Mais une unité isolée finit toujours par trouver sur sa route deux bâtimens doués de la même vitesse et à peu près aussi bien armés qu’elle. Une méthode plus sûre, — il n’y en a évidemment pas d’infaillible, — consiste à mettre à la mer non plus des unités isolées, mais des divisions ou même de petites escadres de grands croiseurs cuirassés, pourvu que ces bâtimens disposent tous de la même vitesse, à très peu près, et que leurs machines soient également sûres.

Mais, heureusement, la marine allemande n’avait pas encore, au commencement d’août, assez de Seydlitz, de Lützow et de Derfflinger[1] pour organiser méthodiquement la guerre de croisière, tout en satisfaisant aux exigences de la guerre d’escadre, à laquelle, on peut en être assuré, elle ne renonce pas du tout. C’est que, si prévoyant que l’on soit, il est bien difficile, surtout en marine, d’être absolument prêt de tous les côtés.

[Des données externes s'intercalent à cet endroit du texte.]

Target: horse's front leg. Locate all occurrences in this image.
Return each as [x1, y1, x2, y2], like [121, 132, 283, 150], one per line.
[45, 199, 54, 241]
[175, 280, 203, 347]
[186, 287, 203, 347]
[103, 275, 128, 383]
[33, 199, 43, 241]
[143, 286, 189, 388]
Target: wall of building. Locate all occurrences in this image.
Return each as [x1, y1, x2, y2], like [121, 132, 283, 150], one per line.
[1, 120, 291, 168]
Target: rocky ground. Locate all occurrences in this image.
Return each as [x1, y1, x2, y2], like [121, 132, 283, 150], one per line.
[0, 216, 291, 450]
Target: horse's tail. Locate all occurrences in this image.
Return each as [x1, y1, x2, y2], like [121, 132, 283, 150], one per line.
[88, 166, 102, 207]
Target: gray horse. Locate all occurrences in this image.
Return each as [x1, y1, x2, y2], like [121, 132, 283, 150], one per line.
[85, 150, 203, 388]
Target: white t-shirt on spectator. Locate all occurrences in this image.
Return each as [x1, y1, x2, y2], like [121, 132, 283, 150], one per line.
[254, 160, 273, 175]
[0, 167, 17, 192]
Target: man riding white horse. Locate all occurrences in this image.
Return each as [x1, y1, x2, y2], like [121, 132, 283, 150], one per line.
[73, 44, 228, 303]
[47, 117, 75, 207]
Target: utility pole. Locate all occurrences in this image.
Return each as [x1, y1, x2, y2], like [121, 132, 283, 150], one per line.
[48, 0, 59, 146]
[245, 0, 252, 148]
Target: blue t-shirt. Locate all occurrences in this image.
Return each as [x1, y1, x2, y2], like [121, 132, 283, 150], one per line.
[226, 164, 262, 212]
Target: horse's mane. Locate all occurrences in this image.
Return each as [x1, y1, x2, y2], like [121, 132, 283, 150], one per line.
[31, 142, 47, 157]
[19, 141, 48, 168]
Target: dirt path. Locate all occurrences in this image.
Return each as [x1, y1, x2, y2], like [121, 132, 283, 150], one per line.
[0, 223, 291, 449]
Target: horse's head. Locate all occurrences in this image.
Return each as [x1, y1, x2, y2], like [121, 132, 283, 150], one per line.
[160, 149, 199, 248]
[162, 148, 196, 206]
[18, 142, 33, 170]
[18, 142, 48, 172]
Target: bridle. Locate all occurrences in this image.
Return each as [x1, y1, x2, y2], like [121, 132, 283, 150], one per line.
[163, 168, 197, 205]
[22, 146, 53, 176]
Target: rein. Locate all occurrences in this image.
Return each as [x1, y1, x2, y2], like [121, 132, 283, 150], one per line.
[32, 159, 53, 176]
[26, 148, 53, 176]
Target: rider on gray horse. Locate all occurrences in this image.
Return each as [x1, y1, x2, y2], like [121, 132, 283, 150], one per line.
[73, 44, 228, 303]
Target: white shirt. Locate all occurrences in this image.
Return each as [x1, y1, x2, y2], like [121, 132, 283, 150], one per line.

Reconnaissons cependant qu’une petite division de ses croiseurs cuirassés relativement anciens vient de se distinguer dans un combat livré, sur la côte du Chili, à un nombre égal de croiseurs anglais. D’après les rapports parvenus à l’Amirauté au moment où j’écris, il semble que le succès ait été dû à l’habile emploi d’une artillerie parfaitement homogène et, dans l’ensemble, beaucoup plus puissante que celle de la division

  1. Voir, à ce sujet, mon étude du 1er avril 1914 sur le Rôle des croiseurs cuirassés allemands.